I have depression. Right now I am thinking suicide and I have thought about it for the last 27 yrs. The reason I have not killed myself is I am afraid of death, I don’t want to leave my animals or my kids but I think about it. I am lonely, every time I turn around, something happens and I am overwhelmed.
I am hurting : I have depression... - Anxiety and Depre...
I am hurting
You are stronger than you know. You are finding reason to not grow through with it. Just try to remember I know sometimes it can be hard but you are important to people out there. People who love and care for you. And I think on a deep level everyone is scared of death, we are always afraid if the unknown. When I'm in a bad state I think about it to I just remember to not act on like I did in the past.

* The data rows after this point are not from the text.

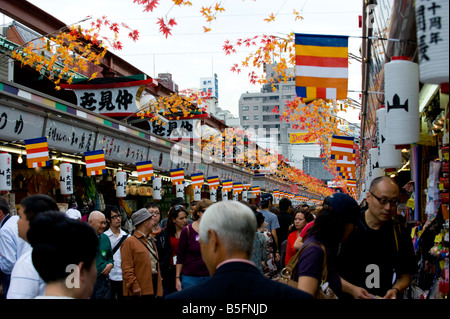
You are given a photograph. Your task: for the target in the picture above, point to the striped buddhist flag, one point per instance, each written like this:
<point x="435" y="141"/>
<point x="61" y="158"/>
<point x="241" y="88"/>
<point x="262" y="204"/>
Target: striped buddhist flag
<point x="177" y="175"/>
<point x="37" y="152"/>
<point x="95" y="162"/>
<point x="145" y="171"/>
<point x="256" y="190"/>
<point x="197" y="180"/>
<point x="227" y="185"/>
<point x="213" y="182"/>
<point x="237" y="187"/>
<point x="321" y="66"/>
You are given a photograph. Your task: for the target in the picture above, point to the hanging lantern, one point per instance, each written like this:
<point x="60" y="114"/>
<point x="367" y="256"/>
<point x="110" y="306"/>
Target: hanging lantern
<point x="180" y="190"/>
<point x="157" y="188"/>
<point x="66" y="179"/>
<point x="402" y="101"/>
<point x="224" y="194"/>
<point x="374" y="164"/>
<point x="388" y="156"/>
<point x="5" y="172"/>
<point x="432" y="22"/>
<point x="213" y="194"/>
<point x="121" y="184"/>
<point x="197" y="193"/>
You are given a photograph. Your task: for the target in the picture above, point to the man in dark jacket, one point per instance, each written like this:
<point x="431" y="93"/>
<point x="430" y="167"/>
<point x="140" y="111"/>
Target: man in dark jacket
<point x="226" y="249"/>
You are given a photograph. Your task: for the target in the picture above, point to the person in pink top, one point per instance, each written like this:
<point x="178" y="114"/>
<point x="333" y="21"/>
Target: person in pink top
<point x="301" y="219"/>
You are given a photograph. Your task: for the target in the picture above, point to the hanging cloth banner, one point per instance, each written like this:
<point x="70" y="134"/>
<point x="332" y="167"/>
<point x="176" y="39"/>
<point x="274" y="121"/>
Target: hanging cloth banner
<point x="37" y="152"/>
<point x="227" y="185"/>
<point x="321" y="66"/>
<point x="197" y="180"/>
<point x="145" y="171"/>
<point x="177" y="175"/>
<point x="95" y="162"/>
<point x="66" y="179"/>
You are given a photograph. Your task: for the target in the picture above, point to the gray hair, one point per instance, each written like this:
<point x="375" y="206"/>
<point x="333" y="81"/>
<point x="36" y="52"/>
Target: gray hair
<point x="233" y="222"/>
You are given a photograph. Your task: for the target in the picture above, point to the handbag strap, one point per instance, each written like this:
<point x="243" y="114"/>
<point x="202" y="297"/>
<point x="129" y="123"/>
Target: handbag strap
<point x="291" y="266"/>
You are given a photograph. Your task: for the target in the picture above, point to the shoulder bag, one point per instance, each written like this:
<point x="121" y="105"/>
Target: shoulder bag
<point x="290" y="271"/>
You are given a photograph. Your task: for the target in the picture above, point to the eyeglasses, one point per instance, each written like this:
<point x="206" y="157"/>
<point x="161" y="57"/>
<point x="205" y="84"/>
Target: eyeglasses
<point x="384" y="201"/>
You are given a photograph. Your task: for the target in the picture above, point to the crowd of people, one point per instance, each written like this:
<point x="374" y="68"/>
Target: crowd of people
<point x="229" y="249"/>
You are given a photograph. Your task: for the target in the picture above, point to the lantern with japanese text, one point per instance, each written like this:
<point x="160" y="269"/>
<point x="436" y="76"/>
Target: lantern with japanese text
<point x="402" y="101"/>
<point x="157" y="182"/>
<point x="432" y="22"/>
<point x="5" y="172"/>
<point x="388" y="156"/>
<point x="121" y="184"/>
<point x="66" y="178"/>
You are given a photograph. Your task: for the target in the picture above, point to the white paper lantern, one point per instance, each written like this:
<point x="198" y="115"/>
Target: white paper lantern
<point x="402" y="101"/>
<point x="121" y="184"/>
<point x="180" y="190"/>
<point x="157" y="188"/>
<point x="66" y="178"/>
<point x="5" y="172"/>
<point x="432" y="22"/>
<point x="374" y="164"/>
<point x="388" y="156"/>
<point x="197" y="194"/>
<point x="213" y="194"/>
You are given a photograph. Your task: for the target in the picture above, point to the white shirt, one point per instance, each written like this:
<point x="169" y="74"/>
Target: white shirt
<point x="116" y="271"/>
<point x="25" y="280"/>
<point x="11" y="245"/>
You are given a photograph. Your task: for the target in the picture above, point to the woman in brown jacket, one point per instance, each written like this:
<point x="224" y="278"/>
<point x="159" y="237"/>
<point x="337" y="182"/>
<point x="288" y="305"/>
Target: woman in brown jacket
<point x="140" y="266"/>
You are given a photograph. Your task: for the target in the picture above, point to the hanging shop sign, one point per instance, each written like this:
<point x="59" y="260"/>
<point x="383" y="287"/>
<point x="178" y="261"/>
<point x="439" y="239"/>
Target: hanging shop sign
<point x="121" y="150"/>
<point x="69" y="138"/>
<point x="111" y="99"/>
<point x="16" y="125"/>
<point x="66" y="179"/>
<point x="432" y="22"/>
<point x="177" y="130"/>
<point x="5" y="172"/>
<point x="402" y="101"/>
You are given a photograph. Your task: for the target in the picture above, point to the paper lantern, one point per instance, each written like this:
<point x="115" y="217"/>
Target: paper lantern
<point x="5" y="172"/>
<point x="197" y="194"/>
<point x="388" y="156"/>
<point x="432" y="22"/>
<point x="402" y="101"/>
<point x="224" y="195"/>
<point x="157" y="188"/>
<point x="66" y="178"/>
<point x="213" y="194"/>
<point x="121" y="184"/>
<point x="180" y="190"/>
<point x="374" y="164"/>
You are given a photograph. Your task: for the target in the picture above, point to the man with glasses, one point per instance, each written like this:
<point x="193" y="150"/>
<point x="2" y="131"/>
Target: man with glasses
<point x="379" y="255"/>
<point x="116" y="236"/>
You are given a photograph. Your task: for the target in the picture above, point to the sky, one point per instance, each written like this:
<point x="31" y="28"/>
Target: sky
<point x="190" y="54"/>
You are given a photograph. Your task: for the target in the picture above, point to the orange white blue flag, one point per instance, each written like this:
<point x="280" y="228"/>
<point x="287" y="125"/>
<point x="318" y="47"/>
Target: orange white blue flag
<point x="37" y="152"/>
<point x="321" y="66"/>
<point x="95" y="162"/>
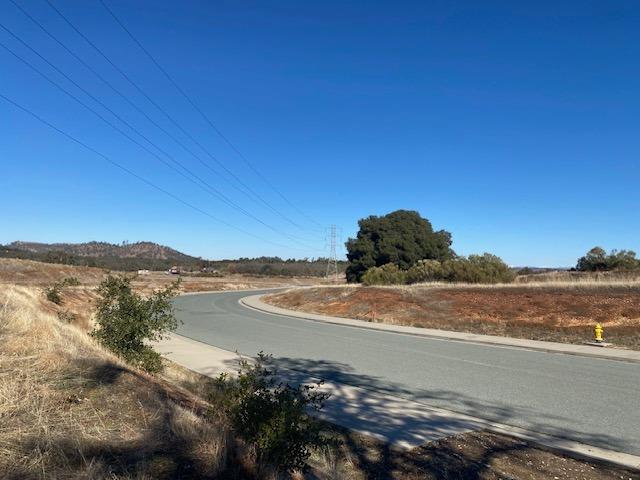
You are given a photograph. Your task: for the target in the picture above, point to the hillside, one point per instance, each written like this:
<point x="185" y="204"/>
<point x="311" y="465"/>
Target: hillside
<point x="152" y="256"/>
<point x="104" y="249"/>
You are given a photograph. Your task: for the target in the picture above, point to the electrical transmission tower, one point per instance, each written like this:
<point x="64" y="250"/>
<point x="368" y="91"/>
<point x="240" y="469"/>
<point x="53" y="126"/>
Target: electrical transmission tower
<point x="332" y="262"/>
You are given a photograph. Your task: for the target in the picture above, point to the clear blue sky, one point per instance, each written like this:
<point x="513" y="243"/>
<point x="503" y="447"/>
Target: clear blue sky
<point x="514" y="125"/>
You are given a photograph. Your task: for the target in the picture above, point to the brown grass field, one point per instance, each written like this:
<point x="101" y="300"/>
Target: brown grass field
<point x="71" y="410"/>
<point x="552" y="311"/>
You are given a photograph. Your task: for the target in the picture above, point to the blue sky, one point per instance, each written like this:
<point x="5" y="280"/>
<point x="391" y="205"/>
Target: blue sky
<point x="514" y="125"/>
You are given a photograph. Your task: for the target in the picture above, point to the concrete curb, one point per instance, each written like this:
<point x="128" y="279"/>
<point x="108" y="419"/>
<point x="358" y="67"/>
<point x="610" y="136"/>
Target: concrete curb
<point x="255" y="302"/>
<point x="429" y="423"/>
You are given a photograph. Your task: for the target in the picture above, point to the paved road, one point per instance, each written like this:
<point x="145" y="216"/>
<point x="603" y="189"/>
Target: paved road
<point x="595" y="401"/>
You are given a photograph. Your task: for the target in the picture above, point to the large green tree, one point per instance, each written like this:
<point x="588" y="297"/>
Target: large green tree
<point x="402" y="237"/>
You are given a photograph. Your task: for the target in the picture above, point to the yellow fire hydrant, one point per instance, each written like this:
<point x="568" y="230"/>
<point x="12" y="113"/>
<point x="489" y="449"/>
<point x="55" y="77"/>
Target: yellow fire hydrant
<point x="597" y="333"/>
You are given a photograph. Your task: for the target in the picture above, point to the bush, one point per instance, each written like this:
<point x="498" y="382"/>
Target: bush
<point x="425" y="271"/>
<point x="389" y="274"/>
<point x="597" y="260"/>
<point x="53" y="293"/>
<point x="66" y="316"/>
<point x="125" y="321"/>
<point x="271" y="417"/>
<point x="71" y="282"/>
<point x="485" y="268"/>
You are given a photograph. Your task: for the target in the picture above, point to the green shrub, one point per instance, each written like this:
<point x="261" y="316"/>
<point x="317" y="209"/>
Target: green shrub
<point x="425" y="271"/>
<point x="272" y="417"/>
<point x="597" y="259"/>
<point x="66" y="316"/>
<point x="70" y="282"/>
<point x="125" y="321"/>
<point x="485" y="268"/>
<point x="53" y="293"/>
<point x="389" y="274"/>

I agree with Hopelessly. You've fought hard to live every day despite the pain. And that takes courage. Sometimes simply getting up every day takes real strength. So know you are STRONG. You are a strong and beautiful person. And your life means something. It does. Even when it doesn't always feel that way. Find things that bring some calm to your mind or u simply enjoy. With depression I get its hard to enjoy anything. Or find the energy to do it. But if u can try to find something. Notice what helps best for certain feelings. I know when I'm angry and ready to break down in tears screaming at God I need to leave the house. I have to run or play basketball. I have to move until I'm too tired to be angry anymore. But I know that doesn't always help when I'm feeling sad or even suicidal. For that I pray. I listen to music. Write my own songs. Paint. Hug my dogs. Make tea. Clean maybe. Whatever works for u. What stuff do u do for yourself? I know u have kids but do u take time out for u? Maybe something new? I've decided dance classes may help me. Maybe u can find something to take up. Maybe it's worth a try. But if u r feeling like really really bad and need help NOW. Then please reach out to one of the hotlines. The suicide hotlines or the hopeline or 911. Call family or a friend or a close neighbor. Please get help. I'm here if u need to talk. And don't forget to go to God. He knows your pain more than anyone besides yourself. So he knows what u need even if u dont. It's always worth a try. To talk to him.
why?
Suicide sounds kind of counter productive.
Try doing something valuable other people are afraid of doing. After all - if you really think you are ready to waste away your meat robot machine called body, perhaps at least spend the rest of life doing good?
Hi this sounds like suicide ideation to me. I have this and always think when I have something that I can't deal with, well then I can kill myself. It's due to lack of coping methods. Are you seeing a counsellor as they can help with this. There is hope out there so take it. x
Hello DhI5
I am sorry for how much your depression is hurting you emotionally.
There is a verse in the bible that has helped for many, many of years and it continues to help today. It is Phillippians 4:8
"...Whatever things are true whatever things are noble, whatever things are right, whatever things are pure, whatever things are lovely, whatever things are admirable- if there anything is excellent or praiseworthy - think about such things.
Take one topic at a time and think about it for a week and see how many things you can come up with. I.E. "what is True? Truth is factual/ real..." What is true, factual, real in your life? "what is noble? Noble is fine, quality, beautiful... " What is noble, good, fine, quality, beautiful? "what is right? Right is just, true, fair..." What is right, just, true, fair...? "what is lovely?" Lovely is beautiful, caring, gracious, compassion, sweet... What is lovely, beautiful, caring, gracious, compassion, sweet...? " what is admirable?" Admirable, looking up to or forward to...What is admirable, looking up to or forward to...? The same with Excellence and Praiseworthy... hang in there!